The logistics are indeed complex, as the SBA has had to get a national application system in place and must verify which music and arts venues can qualify. Venues will be placed in line according to the level of income they’ve lost. Meanwhile, the American Rescue Plan allowed venues to take a second dip into PPP money to pay salaries while awaiting these grants — which can be used for various expenses including rent, utilities and inventory — to come through.
Although low-capacity reopenings might help restaurants and retail stores, music venues can’t profitably put on shows with a fraction of the usual crowd. “When we have vaccines in everyone’s arms, that is when the industry can reopen fully,” Schaefer said. “Venues are built on national tours, and I don’t know who a 30% capacity show will help. The only thing worse than being shuttered is being partially open.”
For months, venue staff wondered when those federal checks would come. An already cruel year would be compounded if they had to close right before checks started going out the door.
But that seems a little less worrisome now that the SBA has announced a start date for applications. The Senate also confirmed a new head of the SBA, Isabella Casillas Guzman, a former Obama SBA official and director of California’s Office of the Small Business Advocate, whom Chu says “really understands this situation.”
Though no exact date is set for when venues can expect to see the funds arrive in their bank accounts (a process that will likely take weeks, at least), Chu hopes that venues can now plan for the future with greater assurance.

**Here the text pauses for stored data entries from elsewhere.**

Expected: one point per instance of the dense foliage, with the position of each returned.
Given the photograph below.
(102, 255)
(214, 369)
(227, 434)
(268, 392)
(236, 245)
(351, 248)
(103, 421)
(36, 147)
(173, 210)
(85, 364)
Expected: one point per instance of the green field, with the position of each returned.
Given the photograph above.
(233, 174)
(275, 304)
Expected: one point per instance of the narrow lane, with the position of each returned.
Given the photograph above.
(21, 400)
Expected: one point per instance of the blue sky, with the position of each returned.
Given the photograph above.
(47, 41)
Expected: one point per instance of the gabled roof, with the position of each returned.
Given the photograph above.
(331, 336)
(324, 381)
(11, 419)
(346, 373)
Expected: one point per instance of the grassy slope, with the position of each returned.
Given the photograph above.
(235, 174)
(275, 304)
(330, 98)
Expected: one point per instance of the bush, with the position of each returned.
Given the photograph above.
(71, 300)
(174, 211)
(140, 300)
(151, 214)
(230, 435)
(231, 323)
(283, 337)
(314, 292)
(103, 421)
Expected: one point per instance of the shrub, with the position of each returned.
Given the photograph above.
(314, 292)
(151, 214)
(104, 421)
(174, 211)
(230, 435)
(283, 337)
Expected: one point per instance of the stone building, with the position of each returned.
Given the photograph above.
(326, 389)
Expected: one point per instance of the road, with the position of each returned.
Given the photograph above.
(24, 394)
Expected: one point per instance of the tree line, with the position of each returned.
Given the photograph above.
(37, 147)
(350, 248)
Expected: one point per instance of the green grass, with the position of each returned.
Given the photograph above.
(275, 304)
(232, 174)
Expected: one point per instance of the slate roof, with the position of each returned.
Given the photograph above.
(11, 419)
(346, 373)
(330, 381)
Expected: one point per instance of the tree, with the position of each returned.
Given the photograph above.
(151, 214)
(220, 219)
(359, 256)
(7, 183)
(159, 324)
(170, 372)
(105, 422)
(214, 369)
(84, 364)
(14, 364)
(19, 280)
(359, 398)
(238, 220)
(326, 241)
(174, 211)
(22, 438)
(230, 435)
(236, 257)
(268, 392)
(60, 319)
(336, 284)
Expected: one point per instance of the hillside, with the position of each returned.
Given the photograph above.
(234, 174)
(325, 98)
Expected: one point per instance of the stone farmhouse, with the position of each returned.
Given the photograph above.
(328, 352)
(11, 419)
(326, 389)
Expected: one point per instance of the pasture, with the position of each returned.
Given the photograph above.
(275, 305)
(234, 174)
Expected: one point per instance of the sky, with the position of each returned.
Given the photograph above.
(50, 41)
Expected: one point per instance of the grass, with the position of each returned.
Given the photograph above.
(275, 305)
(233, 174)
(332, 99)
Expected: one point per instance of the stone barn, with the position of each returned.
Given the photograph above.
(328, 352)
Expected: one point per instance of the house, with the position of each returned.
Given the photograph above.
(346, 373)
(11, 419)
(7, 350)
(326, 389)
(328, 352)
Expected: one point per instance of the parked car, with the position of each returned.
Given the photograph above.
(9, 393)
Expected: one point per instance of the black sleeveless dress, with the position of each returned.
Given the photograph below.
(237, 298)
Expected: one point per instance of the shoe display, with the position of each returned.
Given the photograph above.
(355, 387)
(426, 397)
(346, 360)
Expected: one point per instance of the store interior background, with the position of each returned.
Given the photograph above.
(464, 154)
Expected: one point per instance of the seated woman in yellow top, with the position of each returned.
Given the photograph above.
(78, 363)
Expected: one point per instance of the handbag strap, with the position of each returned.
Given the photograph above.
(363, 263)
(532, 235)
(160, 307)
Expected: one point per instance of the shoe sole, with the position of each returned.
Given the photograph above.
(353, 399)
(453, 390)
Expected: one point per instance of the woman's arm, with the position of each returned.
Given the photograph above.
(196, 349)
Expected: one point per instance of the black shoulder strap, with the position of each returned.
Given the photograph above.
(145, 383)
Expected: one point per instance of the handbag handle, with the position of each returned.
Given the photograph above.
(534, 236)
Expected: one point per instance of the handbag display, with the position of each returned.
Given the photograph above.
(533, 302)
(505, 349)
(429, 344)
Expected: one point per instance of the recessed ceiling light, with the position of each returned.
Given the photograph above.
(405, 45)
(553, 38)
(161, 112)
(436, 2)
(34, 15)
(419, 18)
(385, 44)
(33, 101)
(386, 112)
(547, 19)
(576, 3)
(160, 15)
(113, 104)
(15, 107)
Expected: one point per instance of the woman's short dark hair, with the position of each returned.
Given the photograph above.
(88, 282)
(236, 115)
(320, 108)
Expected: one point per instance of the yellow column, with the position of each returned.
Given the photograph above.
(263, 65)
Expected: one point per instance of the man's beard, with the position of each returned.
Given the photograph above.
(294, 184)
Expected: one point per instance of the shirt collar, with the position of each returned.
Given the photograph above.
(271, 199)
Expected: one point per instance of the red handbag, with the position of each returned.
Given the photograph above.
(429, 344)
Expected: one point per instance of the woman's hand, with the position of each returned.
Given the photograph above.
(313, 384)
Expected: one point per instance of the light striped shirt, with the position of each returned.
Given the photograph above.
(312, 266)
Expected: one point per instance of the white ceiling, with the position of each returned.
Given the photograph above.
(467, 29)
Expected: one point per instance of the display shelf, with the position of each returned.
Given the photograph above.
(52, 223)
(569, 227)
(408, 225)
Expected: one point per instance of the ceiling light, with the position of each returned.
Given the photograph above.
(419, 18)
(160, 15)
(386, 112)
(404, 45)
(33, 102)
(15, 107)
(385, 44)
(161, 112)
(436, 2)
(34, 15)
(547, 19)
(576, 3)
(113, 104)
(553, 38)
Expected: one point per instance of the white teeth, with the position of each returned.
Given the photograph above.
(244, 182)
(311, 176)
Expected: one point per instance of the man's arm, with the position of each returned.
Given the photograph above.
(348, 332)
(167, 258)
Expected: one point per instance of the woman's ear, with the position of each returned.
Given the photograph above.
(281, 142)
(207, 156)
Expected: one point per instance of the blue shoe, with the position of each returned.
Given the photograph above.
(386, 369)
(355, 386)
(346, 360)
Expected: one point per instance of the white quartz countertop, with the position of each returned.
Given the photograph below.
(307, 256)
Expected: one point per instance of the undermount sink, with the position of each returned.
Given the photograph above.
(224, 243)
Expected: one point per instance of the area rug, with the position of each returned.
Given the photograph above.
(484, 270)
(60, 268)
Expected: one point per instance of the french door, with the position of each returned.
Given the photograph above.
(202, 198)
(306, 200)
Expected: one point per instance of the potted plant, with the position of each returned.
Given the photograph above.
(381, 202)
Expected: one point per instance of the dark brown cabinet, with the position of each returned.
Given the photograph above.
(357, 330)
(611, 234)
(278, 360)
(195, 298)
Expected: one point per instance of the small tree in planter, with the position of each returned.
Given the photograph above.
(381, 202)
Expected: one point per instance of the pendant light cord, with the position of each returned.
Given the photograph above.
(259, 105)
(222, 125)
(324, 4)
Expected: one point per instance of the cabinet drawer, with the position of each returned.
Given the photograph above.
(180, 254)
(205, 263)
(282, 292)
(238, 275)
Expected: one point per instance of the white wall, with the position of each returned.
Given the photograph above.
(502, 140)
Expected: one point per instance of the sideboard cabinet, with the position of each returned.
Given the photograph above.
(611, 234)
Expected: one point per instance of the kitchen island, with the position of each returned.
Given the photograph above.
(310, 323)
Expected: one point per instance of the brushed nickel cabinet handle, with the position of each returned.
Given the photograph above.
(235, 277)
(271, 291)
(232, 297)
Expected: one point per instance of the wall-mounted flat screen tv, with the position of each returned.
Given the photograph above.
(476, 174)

“I know how much they’re suffering, and we cannot delay this effort,” she said. “The Troubadour contacted me, and the thought of it shutting down and being gone forever, I felt we had to do something to save it. It shows that the voices of those who work in live venues had an impact, and people listened.”
In the meantime, small venues such as the Hotel Cafe have racked up debt, staff are laid-off or furloughed, and bands are waiting for the virus to subside enough to allow for shows. That time might be months away, but the SBA’s grants may ensure that stages are still open.
“The venue is a second home in L.A. to me,” Fox said. “All the people I work with, I deeply love and care for them, they feel like part of my family too. I can’t imagine my life in L.A. without this venue being open. But we’re all starting to see a light after a very dark, scary tunnel full of uncertainty.”